A second-order semi-implicit method for the inertial Landau-Lifshitz-Gilbert equation

TL;DR

This paper introduces a second-order semi-implicit numerical scheme for the inertial Landau-Lifshitz-Gilbert (iLLG) equation, capturing ultrafast magnetization dynamics with hybrid hyperbolic-parabolic behavior, and verifies its accuracy and effectiveness through simulations.

Contribution

A novel second-order semi-implicit method for the complex iLLG equation with proven stability and accuracy, enabling efficient simulation of ultrafast magnetic phenomena.

Findings

The method achieves second-order accuracy in time and space.

It captures inertial effects at sub-picoseconds in simulations.
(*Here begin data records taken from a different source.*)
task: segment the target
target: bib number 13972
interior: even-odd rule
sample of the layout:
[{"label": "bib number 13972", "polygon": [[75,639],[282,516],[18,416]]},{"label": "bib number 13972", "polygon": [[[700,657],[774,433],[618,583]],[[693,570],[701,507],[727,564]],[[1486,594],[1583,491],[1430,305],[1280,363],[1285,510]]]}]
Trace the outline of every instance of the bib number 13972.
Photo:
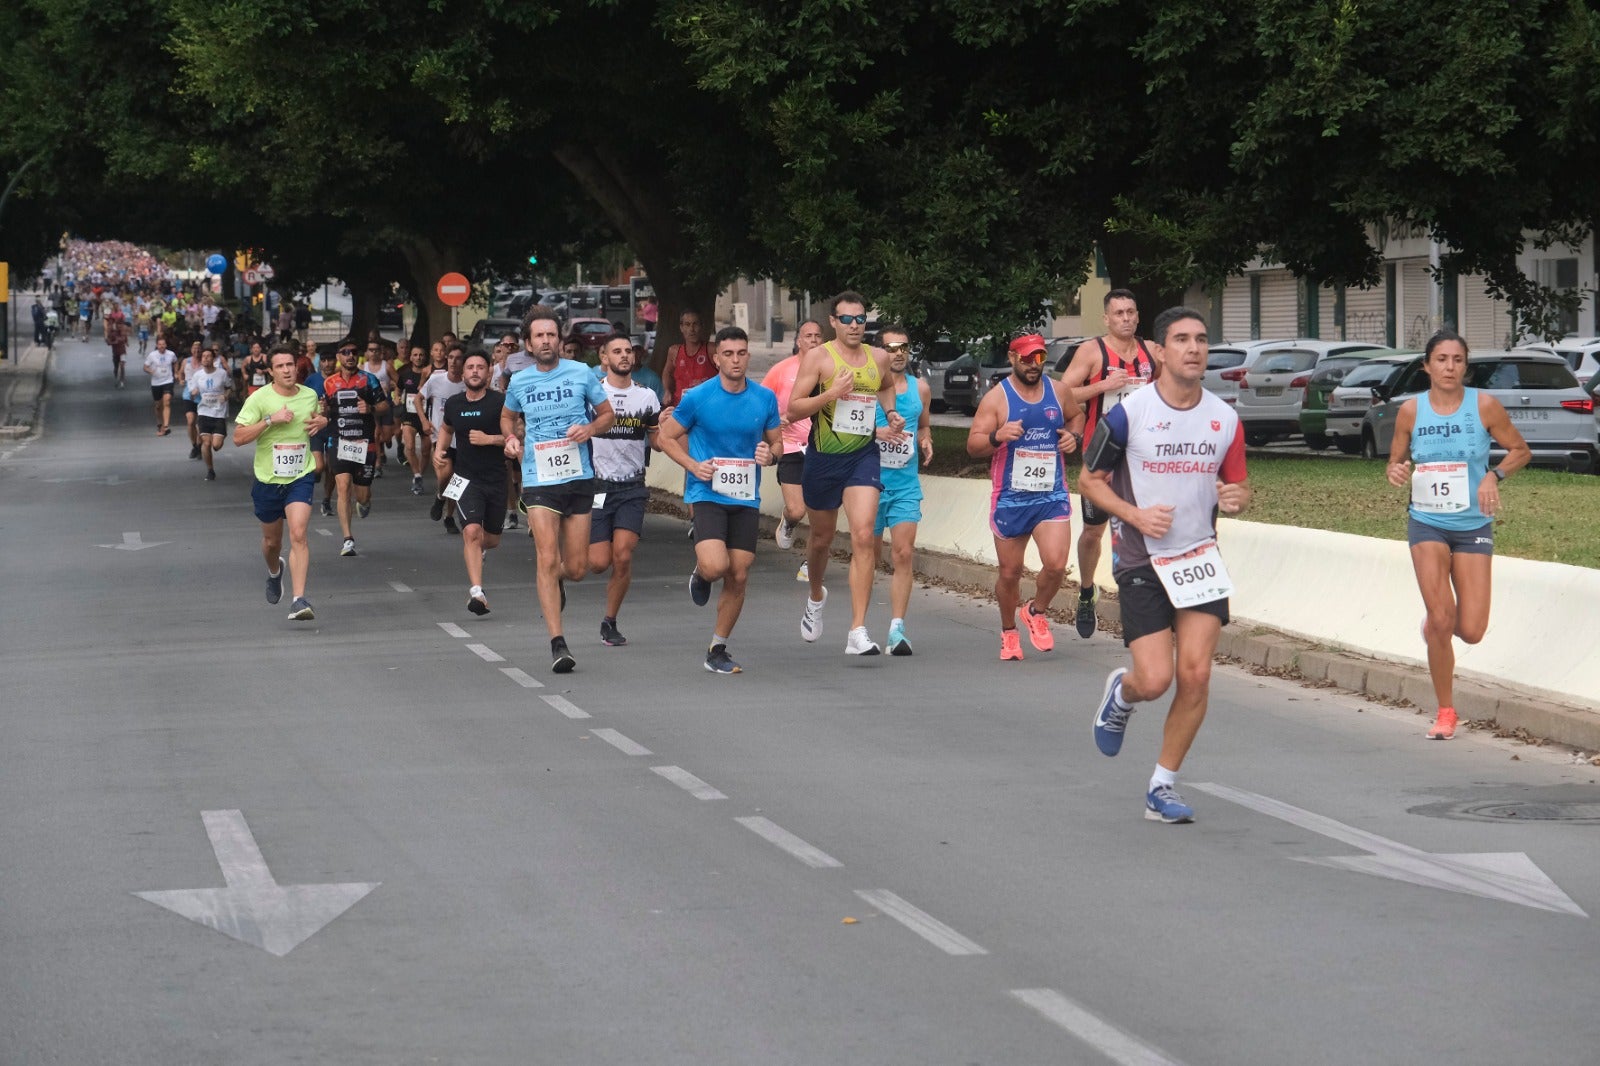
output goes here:
[{"label": "bib number 13972", "polygon": [[878,398],[870,392],[852,392],[833,404],[833,431],[865,437],[877,419]]},{"label": "bib number 13972", "polygon": [[754,459],[711,460],[711,491],[730,500],[756,498],[756,461]]},{"label": "bib number 13972", "polygon": [[558,485],[583,475],[583,457],[570,440],[542,440],[533,446],[534,480],[541,485]]},{"label": "bib number 13972", "polygon": [[1418,463],[1411,475],[1411,506],[1426,514],[1456,514],[1472,506],[1466,463]]},{"label": "bib number 13972", "polygon": [[1228,575],[1214,540],[1182,555],[1151,559],[1150,566],[1174,607],[1199,607],[1233,594],[1233,578]]}]

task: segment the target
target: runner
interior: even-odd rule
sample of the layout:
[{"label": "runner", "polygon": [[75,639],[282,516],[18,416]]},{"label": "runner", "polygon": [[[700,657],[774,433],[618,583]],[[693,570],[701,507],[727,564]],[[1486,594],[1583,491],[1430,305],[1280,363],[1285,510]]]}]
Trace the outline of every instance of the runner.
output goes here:
[{"label": "runner", "polygon": [[239,364],[239,373],[244,378],[244,394],[247,399],[257,389],[266,386],[271,378],[269,370],[266,353],[261,350],[261,342],[252,341],[249,354]]},{"label": "runner", "polygon": [[978,404],[967,434],[967,454],[989,459],[1000,658],[1020,662],[1017,605],[1030,540],[1039,553],[1039,576],[1033,599],[1022,608],[1022,621],[1036,650],[1056,646],[1048,612],[1066,578],[1072,550],[1072,497],[1061,456],[1076,451],[1083,441],[1083,409],[1066,382],[1045,377],[1045,343],[1039,334],[1013,340],[1009,355],[1010,376],[1001,378],[999,387]]},{"label": "runner", "polygon": [[169,427],[172,421],[172,377],[177,363],[178,357],[167,347],[165,337],[157,337],[155,350],[144,357],[144,372],[150,375],[150,399],[151,406],[155,408],[158,437],[165,437],[172,432]]},{"label": "runner", "polygon": [[128,370],[124,360],[128,354],[128,320],[120,310],[113,310],[106,316],[106,343],[111,346],[111,374],[117,381],[117,388],[122,388],[128,380]]},{"label": "runner", "polygon": [[177,381],[175,390],[178,394],[178,410],[183,412],[183,421],[189,433],[189,458],[200,458],[200,430],[196,425],[199,418],[199,408],[195,404],[196,397],[189,389],[189,378],[200,372],[200,342],[195,341],[189,345],[189,354],[178,361]]},{"label": "runner", "polygon": [[861,343],[867,331],[866,298],[841,292],[833,298],[829,321],[834,340],[800,357],[789,395],[789,417],[811,419],[801,485],[811,513],[806,543],[811,588],[800,636],[814,641],[822,635],[822,606],[828,601],[822,581],[843,506],[850,523],[850,634],[844,650],[847,655],[877,655],[878,645],[867,633],[867,605],[877,570],[872,525],[882,488],[873,404],[889,412],[889,428],[896,432],[905,428],[905,419],[895,410],[888,353]]},{"label": "runner", "polygon": [[661,402],[670,408],[683,394],[708,378],[715,377],[717,366],[711,361],[711,347],[700,324],[700,312],[685,311],[678,316],[678,332],[683,341],[667,349],[667,396]]},{"label": "runner", "polygon": [[[500,355],[499,362],[495,366],[494,387],[500,392],[505,392],[506,384],[510,382],[512,375],[533,365],[533,353],[528,350],[527,345],[522,343],[521,333],[507,333],[500,338],[500,343],[495,345],[495,350]],[[522,464],[507,459],[505,466],[506,499],[516,500],[520,506],[522,501]],[[506,512],[505,528],[517,528],[517,512],[515,508]]]},{"label": "runner", "polygon": [[[393,350],[394,346],[388,341],[371,341],[367,344],[366,362],[361,365],[361,369],[367,372],[367,376],[378,383],[378,388],[383,390],[385,397],[394,391],[392,385],[393,373],[389,365]],[[394,406],[392,404],[386,405],[383,412],[378,415],[376,432],[377,435],[374,439],[378,445],[378,460],[377,465],[372,468],[372,476],[382,477],[383,468],[389,462],[389,441],[394,439],[395,434]]]},{"label": "runner", "polygon": [[228,432],[228,394],[233,391],[233,377],[217,365],[215,348],[207,345],[200,349],[200,368],[189,374],[188,386],[194,397],[198,423],[196,429],[200,456],[206,463],[206,480],[215,481],[217,468],[212,456],[222,447],[222,438]]},{"label": "runner", "polygon": [[[566,600],[562,578],[588,572],[589,512],[594,506],[594,466],[584,445],[611,428],[606,390],[582,363],[565,360],[555,312],[528,310],[523,333],[534,364],[506,386],[500,432],[506,454],[522,460],[522,502],[537,552],[539,609],[550,633],[550,669],[570,673],[577,660],[561,632]],[[519,417],[520,416],[520,417]],[[522,427],[517,423],[523,422]]]},{"label": "runner", "polygon": [[421,496],[422,488],[422,421],[417,418],[418,394],[423,379],[428,376],[428,353],[421,348],[411,349],[405,368],[395,376],[395,405],[400,411],[400,454],[411,467],[411,495]]},{"label": "runner", "polygon": [[[1159,699],[1177,677],[1161,755],[1145,793],[1146,818],[1192,822],[1178,795],[1184,756],[1205,720],[1211,657],[1228,622],[1233,582],[1217,550],[1216,515],[1250,502],[1239,416],[1205,391],[1205,319],[1186,307],[1156,316],[1151,349],[1161,373],[1107,411],[1096,427],[1079,487],[1111,516],[1112,571],[1122,642],[1132,670],[1106,678],[1095,746],[1122,750],[1135,704]],[[1176,667],[1174,667],[1176,661]]]},{"label": "runner", "polygon": [[[281,347],[289,350],[287,345]],[[339,369],[322,383],[323,409],[333,423],[335,437],[333,484],[339,498],[339,531],[344,534],[344,544],[339,548],[342,556],[357,554],[350,524],[351,497],[355,497],[354,505],[362,518],[372,513],[372,472],[378,461],[377,418],[389,406],[383,388],[358,364],[355,345],[340,345]]]},{"label": "runner", "polygon": [[594,438],[589,570],[595,574],[611,571],[606,582],[606,613],[600,619],[600,643],[618,647],[628,643],[617,628],[617,615],[633,581],[633,552],[644,533],[644,508],[650,499],[644,471],[656,441],[661,401],[634,382],[633,343],[626,334],[612,333],[601,342],[600,365],[605,369],[601,384],[616,420]]},{"label": "runner", "polygon": [[684,502],[694,508],[694,570],[689,596],[698,607],[722,582],[716,628],[705,666],[714,674],[742,667],[728,654],[728,638],[744,608],[745,583],[756,559],[761,528],[761,471],[783,454],[782,420],[772,390],[745,376],[750,340],[744,330],[717,331],[717,376],[678,397],[662,424],[661,450],[685,473]]},{"label": "runner", "polygon": [[[448,369],[444,373],[434,371],[422,383],[422,391],[419,393],[422,397],[422,405],[417,412],[417,420],[422,424],[423,435],[435,442],[439,438],[440,424],[444,421],[445,401],[467,390],[466,382],[462,380],[464,362],[461,346],[457,345],[450,350],[450,354],[446,357],[445,366]],[[450,508],[447,512],[444,498],[445,486],[450,483],[450,477],[453,473],[450,465],[451,460],[455,458],[455,455],[449,449],[446,449],[442,453],[445,458],[441,463],[439,459],[441,453],[437,443],[430,446],[430,454],[433,455],[433,476],[437,483],[435,486],[437,491],[434,492],[432,506],[428,508],[428,517],[435,522],[443,518],[446,533],[459,533],[461,531],[456,528],[455,509]]]},{"label": "runner", "polygon": [[[928,383],[906,377],[911,360],[911,336],[899,326],[885,326],[878,332],[883,350],[889,353],[889,382],[895,393],[895,410],[905,419],[905,429],[889,428],[889,418],[878,408],[878,464],[882,468],[883,493],[878,499],[878,517],[873,524],[873,558],[883,558],[883,535],[889,534],[889,557],[894,577],[889,583],[889,654],[910,655],[906,637],[906,612],[911,607],[911,584],[917,550],[917,523],[922,521],[922,478],[919,461],[933,462],[933,423]],[[787,449],[788,441],[784,446]],[[782,464],[779,464],[780,472]],[[785,512],[787,513],[787,511]]]},{"label": "runner", "polygon": [[[422,349],[413,349],[420,357]],[[467,610],[488,614],[483,594],[483,557],[500,546],[506,513],[505,446],[500,412],[505,398],[489,390],[489,357],[474,352],[462,360],[461,392],[444,401],[434,460],[450,464],[447,497],[461,516],[461,554],[467,563]],[[420,481],[418,482],[420,484]]]},{"label": "runner", "polygon": [[[1072,353],[1072,362],[1061,375],[1072,389],[1072,398],[1088,415],[1084,437],[1092,439],[1101,417],[1134,390],[1148,385],[1157,373],[1150,350],[1136,334],[1139,305],[1127,289],[1112,289],[1102,301],[1106,328],[1103,337],[1084,341]],[[1100,541],[1105,536],[1107,516],[1089,501],[1083,503],[1083,532],[1078,534],[1078,609],[1073,621],[1078,636],[1094,636],[1096,599],[1094,575],[1100,567]]]},{"label": "runner", "polygon": [[[338,365],[338,356],[333,352],[322,352],[317,356],[317,369],[306,378],[306,388],[318,396],[324,394],[328,378],[333,376]],[[296,369],[296,375],[299,370]],[[333,430],[324,426],[321,433],[311,437],[311,457],[316,460],[315,473],[322,481],[322,517],[332,518],[333,511]]]},{"label": "runner", "polygon": [[[800,369],[800,359],[822,343],[822,327],[815,322],[802,322],[795,333],[795,354],[773,364],[761,379],[761,384],[778,397],[779,414],[783,416],[783,458],[778,460],[778,491],[783,493],[783,514],[778,518],[778,529],[773,539],[785,550],[794,547],[794,531],[806,516],[805,496],[800,488],[800,475],[806,465],[806,441],[811,436],[811,419],[789,417],[789,396],[794,392],[794,376]],[[810,579],[809,567],[800,564],[796,580]]]},{"label": "runner", "polygon": [[[1428,391],[1401,404],[1395,415],[1388,474],[1389,484],[1411,490],[1406,539],[1427,608],[1422,639],[1439,703],[1427,736],[1449,740],[1456,733],[1451,641],[1476,644],[1489,628],[1500,482],[1527,466],[1533,451],[1499,400],[1464,387],[1467,342],[1459,333],[1445,328],[1429,337],[1422,366]],[[1492,471],[1491,442],[1506,453]]]},{"label": "runner", "polygon": [[[351,349],[352,355],[354,351]],[[255,485],[250,496],[261,523],[267,602],[277,603],[283,596],[281,553],[287,521],[289,585],[294,592],[289,618],[309,622],[314,615],[311,601],[306,599],[306,575],[311,569],[306,527],[311,522],[311,497],[316,491],[316,474],[310,469],[310,439],[322,432],[328,419],[321,413],[317,394],[295,384],[293,348],[274,348],[271,367],[271,386],[252,393],[239,409],[233,443],[241,448],[255,444]]]}]

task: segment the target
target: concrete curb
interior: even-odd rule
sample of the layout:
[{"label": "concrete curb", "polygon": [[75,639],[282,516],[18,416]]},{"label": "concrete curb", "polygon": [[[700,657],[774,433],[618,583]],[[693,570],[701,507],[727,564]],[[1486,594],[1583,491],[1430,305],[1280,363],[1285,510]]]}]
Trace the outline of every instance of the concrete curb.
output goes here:
[{"label": "concrete curb", "polygon": [[[682,498],[653,488],[651,500],[660,510],[687,515]],[[761,516],[762,532],[772,535],[777,520]],[[809,527],[796,531],[796,545],[805,543]],[[834,551],[850,551],[850,537],[834,536]],[[994,585],[994,568],[952,555],[918,548],[917,576],[964,590],[982,593]],[[1071,603],[1070,594],[1078,586],[1062,586],[1058,602]],[[1060,613],[1059,608],[1056,613]],[[1115,594],[1102,591],[1096,609],[1102,625],[1120,626]],[[1347,692],[1375,700],[1409,703],[1417,707],[1433,705],[1433,682],[1426,667],[1406,666],[1356,655],[1300,640],[1247,618],[1235,618],[1223,629],[1217,643],[1220,661],[1237,661],[1282,677],[1311,683],[1326,683]],[[1600,751],[1600,714],[1568,706],[1519,691],[1512,686],[1490,685],[1458,677],[1455,683],[1456,712],[1462,721],[1493,722],[1502,730],[1526,731],[1530,737],[1567,744],[1586,752]]]},{"label": "concrete curb", "polygon": [[50,355],[30,344],[16,365],[0,372],[0,441],[24,440],[38,433]]}]

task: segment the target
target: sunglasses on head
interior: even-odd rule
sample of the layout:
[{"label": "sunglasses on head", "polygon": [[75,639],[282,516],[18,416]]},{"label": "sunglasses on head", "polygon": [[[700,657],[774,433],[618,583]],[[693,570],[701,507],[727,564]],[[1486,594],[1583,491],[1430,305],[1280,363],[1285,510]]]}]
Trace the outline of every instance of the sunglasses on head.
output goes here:
[{"label": "sunglasses on head", "polygon": [[837,318],[840,324],[845,326],[864,326],[867,324],[866,315],[834,315],[833,317]]},{"label": "sunglasses on head", "polygon": [[1017,362],[1019,362],[1019,363],[1043,363],[1044,362],[1044,349],[1043,348],[1035,348],[1033,351],[1028,352],[1025,355],[1019,355],[1019,356],[1017,356]]},{"label": "sunglasses on head", "polygon": [[883,350],[886,352],[898,353],[905,351],[909,347],[911,347],[910,341],[890,341],[883,346]]}]

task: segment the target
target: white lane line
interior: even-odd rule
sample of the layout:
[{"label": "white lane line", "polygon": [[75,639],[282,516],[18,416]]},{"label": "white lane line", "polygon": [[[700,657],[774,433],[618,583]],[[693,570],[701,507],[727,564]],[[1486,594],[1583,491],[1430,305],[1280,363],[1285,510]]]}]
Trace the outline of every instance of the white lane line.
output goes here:
[{"label": "white lane line", "polygon": [[624,755],[654,755],[655,752],[640,744],[638,741],[629,740],[615,729],[591,729],[591,734],[610,744]]},{"label": "white lane line", "polygon": [[523,688],[544,688],[544,682],[529,677],[526,673],[517,669],[515,666],[502,666],[500,668],[500,672],[505,674],[511,680],[515,681],[517,684],[521,685]]},{"label": "white lane line", "polygon": [[439,628],[444,630],[448,635],[455,637],[457,640],[462,640],[466,637],[472,636],[471,633],[468,633],[465,629],[462,629],[454,622],[440,622]]},{"label": "white lane line", "polygon": [[712,788],[681,766],[652,766],[652,773],[660,774],[697,800],[725,800],[728,797]]},{"label": "white lane line", "polygon": [[317,527],[317,532],[321,533],[324,537],[333,536],[333,530],[331,530],[331,529],[323,529],[321,526]]},{"label": "white lane line", "polygon": [[754,818],[735,818],[734,821],[761,839],[776,844],[814,870],[826,870],[844,865],[844,863],[821,848],[812,847],[770,819],[757,816]]},{"label": "white lane line", "polygon": [[1091,1014],[1053,988],[1018,988],[1011,994],[1120,1066],[1183,1066],[1171,1055]]},{"label": "white lane line", "polygon": [[489,647],[487,644],[468,644],[467,650],[486,663],[503,663],[506,657]]},{"label": "white lane line", "polygon": [[403,584],[403,583],[401,583],[399,581],[391,581],[391,582],[389,582],[389,587],[394,589],[396,592],[410,592],[411,591],[411,586],[410,585]]},{"label": "white lane line", "polygon": [[856,895],[947,955],[989,954],[927,911],[913,907],[886,888],[858,888]]},{"label": "white lane line", "polygon": [[589,712],[567,699],[565,696],[540,696],[550,706],[566,715],[568,718],[587,718]]}]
Results align with theoretical hyperbolic and parabolic behaviors at different timescales.

Abstract

Recent theoretical and experimental advances show that the inertia of magnetization emerges at sub-picoseconds and contributes to the ultrafast magnetization dynamics which cannot be captured intrinsically by the LLG equation. Therefore, as a generalization, the inertial Landau-Lifshitz-Gilbert (iLLG) equation is proposed to model the ultrafast magnetization dynamics. Mathematically, the LLG equation is a nonlinear system of parabolic type with (possible) degeneracy. However, the iLLG equation is a nonlinear system of mixed hyperbolic-parabolic type with degeneracy, and exhibits more complicated structures. It behaves like a hyperbolic system at the sub-picosecond scale while behaves like a parabolic system at larger timescales. Such hybrid behaviors impose additional difficulties on designing numerical methods for the iLLG equation. In this work, we propose a second-order semi-implicit scheme to solve the iLLG equation. The second temporal derivative of magnetization is approximated by the standard centered difference scheme and the first derivative is approximated by the midpoint scheme involving three time steps. The nonlinear terms are treated semi-implicitly using one-sided interpolation with the second-order accuracy. At each step, the unconditionally unique solvability of the unsymmetric linear system of equations in the proposed method is proved with a detailed discussion on the condition number. Numerically, the second-order accuracy in both time and space is verified. Using the proposed method, the inertial effect of ferromagnetics is observed in micromagnetics simulations at small timescales, in consistency with the hyperbolic property of the model at sub-picoseconds. For long time simulations, the results of the iLLG model are in nice agreements with those of the LLG model, in consistency with the parabolic feature of the iLLG model at larger timescales.